Gwen Burnyeat

Gwen Burnyeat

Gwen Burnyeat is a social activist, writer and scholar, currently involved in political conflict mediation and researching the Peace Community of San José de Apartadó in Colombia, selling their organic chocolate, and co-directing a forthcoming documentary called “Peace Chocolate”. At the same time she is a candidate for a Masters in Social Anthropology at the Universidad Nacional in Bogotá, Colombia and a Leverhulme Trust Study-Abroad Scholar, and also has a scholarship from Colombian government institution ICETEX.

Her native country is UK where she holds a BA and MPhil in literature and postcolonial studies from the Universities of Leeds and Cambridge, and has worked for human rights NGOs in Europe and Latin America including the International Centre for Transitional Justice. In UK she started to work for Peace Brigades International, a non-governmental organization that for over 30 years has been providing protective accompaniment to human rights defenders at risk, by sending teams of international observers to conflict zones, including to Africa, Latin America and Asia, to walk alongside human rights defenders. In consequence of this engagement she was sent for two years as a protection officer to Colombia. This journey to the pioneering peace-building community in the heart of conflict between local and global powers affected strongly her entire life.

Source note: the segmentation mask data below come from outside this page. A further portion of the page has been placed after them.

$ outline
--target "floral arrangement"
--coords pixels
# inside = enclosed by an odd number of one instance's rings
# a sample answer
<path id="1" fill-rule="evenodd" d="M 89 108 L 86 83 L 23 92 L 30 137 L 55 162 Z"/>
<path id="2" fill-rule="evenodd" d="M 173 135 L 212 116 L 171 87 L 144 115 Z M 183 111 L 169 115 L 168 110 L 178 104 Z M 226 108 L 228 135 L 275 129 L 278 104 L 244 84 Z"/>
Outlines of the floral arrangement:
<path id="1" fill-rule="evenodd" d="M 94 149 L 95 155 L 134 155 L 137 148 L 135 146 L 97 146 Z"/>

In an article on “Colombia: a community resists land-grabbing and conflict” she writes: The Peace Community of San José de Apartadó is a collective of 500 rural farmers who were displaced from their remote mountain lands in the 1990s and 2000s due to a wave of violence and land-grabbing.

They decided to declare themselves neutral to the conflict that surrounded them, using an interpretation of International Humanitarian Law’s principle of distinction between civilians and combatants. This protection mechanism has enabled them to return to many of their settlements, and demand that armed actors do not enter their living spaces or involve them in the conflict in any way. They refuse to remain silent about the many human rights abuses they have suffered - since their foundation in 1997 more than 200 local farmers have been killed - and they document violations systematically. Resisting in their territory and speaking out brings many threats against them. This is intensified due to the large-scale economic interests present in their land, which is incredibly fertile and attractive to agroindustry, as well as having reserves of coal, oil, gold, minerals and water.

She deeply believes the Peace Community is a model for how communities in global and capitalist system can demand their right to non-involvement in the conflict and at the same time implement in practice their alternative way of living, in direct contradiction to a system they see as corrupt.